Vista will be the best thing ever for third world countries. Do you realise how much PCs will become obsolete the moment it hits the shelves? A large percentage of those PC will be donated to aid organisations, who will install Ubuntu and ship them to Africa.
For the perfect anti-Unix, write an OS that thinks it knows what you're doing better than you do and let it be wrong.
I've concluded that power management is just insanely tricky. APM/ACPI must be inconsistently implemented on every device, otherwise it could never work as poorly as it does.
ACPI does suck. It's a typical M$, "extensible," "do it in software" nightmare described in 500 pages of spec. It reminds me of nothing more than a winmodem. It will be hard even for careful hardware makers to follow and that's what M$ likes.
APM, on the other hand, worked well for laptops and still does if supported. I close the lid and it suspends. I open the lid and everything comes back. Yes, you have to unplug things still but I actually like that. That way, I can close the lid and have some boring operation still going without fear my cats will dance on the keyboard and screw it up. Other quirks are largely due to the fact that APM too is a M$ written "extensible" standard.
The funny thing about all of this is that free software will give you a working system but M$ never has. I've never seen a windoze user who can make good use of power management, despite all sorts of time wasted hunting down drivers and fiddling. At the same time, I've been enjoying multiple month uptime on my laptops for years. The non free way of making code work together is simply broken.
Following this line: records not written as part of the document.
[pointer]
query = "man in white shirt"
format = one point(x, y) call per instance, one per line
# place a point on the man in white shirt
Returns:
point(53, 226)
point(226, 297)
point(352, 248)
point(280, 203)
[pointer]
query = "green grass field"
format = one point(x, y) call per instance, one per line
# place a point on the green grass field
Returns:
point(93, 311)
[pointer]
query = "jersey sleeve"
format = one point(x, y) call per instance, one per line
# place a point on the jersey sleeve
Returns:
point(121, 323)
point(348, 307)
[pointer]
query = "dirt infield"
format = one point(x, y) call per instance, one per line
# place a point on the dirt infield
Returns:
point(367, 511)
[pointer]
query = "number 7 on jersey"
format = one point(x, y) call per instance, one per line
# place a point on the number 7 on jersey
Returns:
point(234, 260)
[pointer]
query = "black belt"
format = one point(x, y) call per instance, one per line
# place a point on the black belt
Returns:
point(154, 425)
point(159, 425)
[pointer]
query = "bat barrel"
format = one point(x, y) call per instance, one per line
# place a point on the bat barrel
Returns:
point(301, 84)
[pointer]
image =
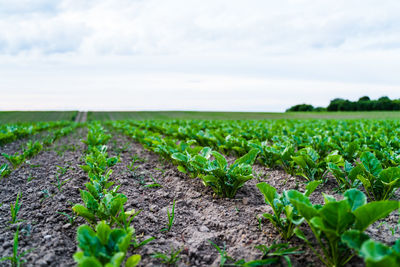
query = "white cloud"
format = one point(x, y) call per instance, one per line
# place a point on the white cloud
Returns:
point(309, 50)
Friends don't help friends install M$ junk.
I haven't used a Mac. I do intend to buy a MacBook whenever the next version of the OS (geez, whats it called again? Was it Leapord?) comes out.
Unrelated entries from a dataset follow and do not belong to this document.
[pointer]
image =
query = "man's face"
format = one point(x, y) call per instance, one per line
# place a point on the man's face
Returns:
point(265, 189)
But your comment about my Windows experience is off the mark. I never used pirated windows, and I've used pretty much every version of windows in some form or another from 98 SE to Vista (although using that horrible abortion ME wasn't my choice). I worked in tech support for a university campus for a couple of years. I also use Linux. Right now I've got a distro of Ubuntu running on my other box, which I switched to from Fedora Core.
But basically, my point still stands. Of all the versions of linux and windows I've used, none of them have ever properly implemented sleep and hibernation. My computer would go to sleep and never return, or would wake up and promptly crash. With Vista, it just works.
Both suspend and hibernate work fine on this Thinkpad under GNU/Linux... & have done since I got it, almost 2 years ago.
Everything I needed to know about life, I learnt from Blake's Seven
You can tell it to do something I like even better. It writes everything to disk as you described, but sits in suspended mode instead of hibernate. If your battery goes dead or you yank the battery it will resume from the disk copy, otherwise it pops up instantly just like the Powerbooks. Best of both worlds.
here's something you may not have known: Sun boxen (some workstations) can actually suspend to disk (and power down) and when you resume (such as the next day when you power up the workstation) the unix o/s resumes gracefully and FULLY architected (not a hack but proper part of solaris).
it surprised me since you don't think of Sun as an 'APM' implementation company, but it is true for at least some Sun (blade?) workstations.
--
"It is now safe to switch off your computer."